According to the obituary, Patterson was born “in the north of Ireland of Scottish parentage in the year 1844” and brought to the United States “when but two years of age,” so in 1846 or 1847. “His father, the Rev. Robert Patterson, D. D., was a man of sterling Christian character, a deep thinker and a powerful preacher. For some years he was pastor of the Scotch Presbyterian Church and later of the Jefferson Park Presbyterian Church of Chicago.” (His mother, I’m afraid, receives only one word, “godly,” which she shares with his father.) I won’t rehearse the rest of the obituary, except to note that Patterson was credited with the authorship of The Other Side of Evolution and The Greater Life and Work of Christ (so it’s certain that it’s the same Alexander Patterson), that he was identified as a trustee of the Chicago Hebrew Mission (hence the obituary in its publication), and that he died on November 2, 1912. But the mention of the name of Patterson’s father came as something of a surprise to me.

Why? In the index to The Creationists, “Patterson, Alexander” is just above “Patterson, Robert,” and the discussion of Robert Patterson appears on pp. 14 and 15, just before the main discussion of Alexander Patterson. There Numbers refers to “four creationist pamphlets—subsequently published in book form as The Errors of Evolution (1885)—by Robert Patterson (1821–1885), the Irish-born pastor of the East Oakland Presbyterian Church in California.” There’s no suggestion in The Creationists that Robert Patterson and Alexander Patterson were related, and Oakland is not exactly in the same neighborhood as Chicago. But by now I was wondering. So I took a look at the third edition of The Errors of Evolution (the subtitle of which, by the way, is An Examination of the Nebular Theory, Geological Evolution, the Origin of Life, and Darwinism), which contained a biographical note about the author, who was eight years in his grave by the time of its publication in 1893.

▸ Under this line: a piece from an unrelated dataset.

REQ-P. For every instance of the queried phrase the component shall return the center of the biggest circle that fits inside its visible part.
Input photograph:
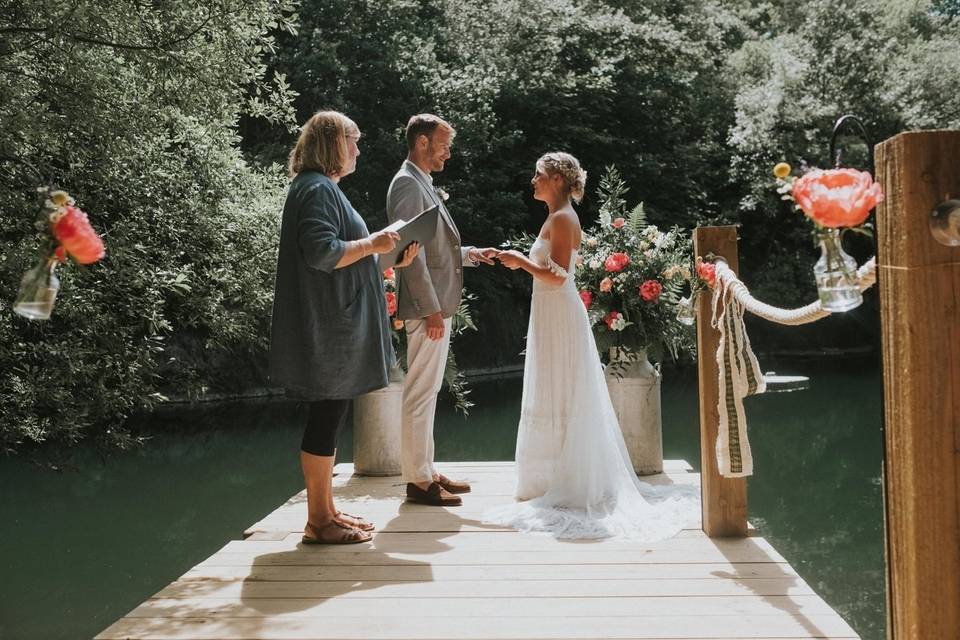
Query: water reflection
(84, 546)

The Robert Patterson of The Errors of Evolution was “born in Letterkenny, County of Donegal, Ireland, of Scotch Irish parents,” emigrated to the United States in 1847, and was ordained as a Presbyterian minister in 1852. “In 1857 he removed to Chicago, where he became pastor of the Reformed Presbyterian Church … continuing there until the foundation of the Jefferson Park Presbyterian Church was laid in 1861, the pastorate of which he accepted.” He stayed in Chicago until 1873, and then he served in turn as the pastor of the First Presbyterian Church in San Francisco, the Central Presbyterian Church in Cincinnati, and (from 1880 until his death in 1883) the East Oakland Presbyterian Church, where he worked on what would become The Errors of Evolution. The last hours of his life “were spent in sacred seclusion with his loved ones,—two daughters and a son, Alexander, a preacher of the same blessed gospel which had been his joy in life and was his comfort as death drew nigh.” Alexander!

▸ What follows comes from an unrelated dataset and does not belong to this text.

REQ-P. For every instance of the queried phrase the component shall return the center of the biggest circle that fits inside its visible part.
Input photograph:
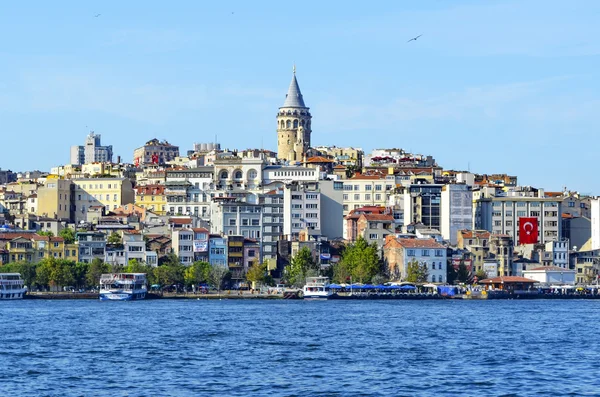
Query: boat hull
(122, 296)
(12, 295)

It’s true that Patterson is not a particularly rare surname (it was the 104th most common surname in the 2000 census), especially in Chicago, where a family of Pattersons was long connected with the Chicago Tribune (“the World’s Greatest Newspaper,” as it used to style itself). But the biographical details for Robert Patterson provided in the third edition of The Errors of Evolution are so close to the biographical details for Robert Patterson provided in the obituary for Alexander Patterson that I am convinced that they are one and the same, even though the connection seems never to have been remarked in the literature. A further, if not decisive, consideration: Alexander Patterson dedicated The Greater Life and Work of Christ to the memory of his father “Rev. Robert Patterson, D.D.,” and later in the book quotes (with a very specific citation) “Dr. Patterson”’s The Errors of Evolution on the inefficacy of natural selection. If they weren’t the same person, it would be odd of him not to mention it!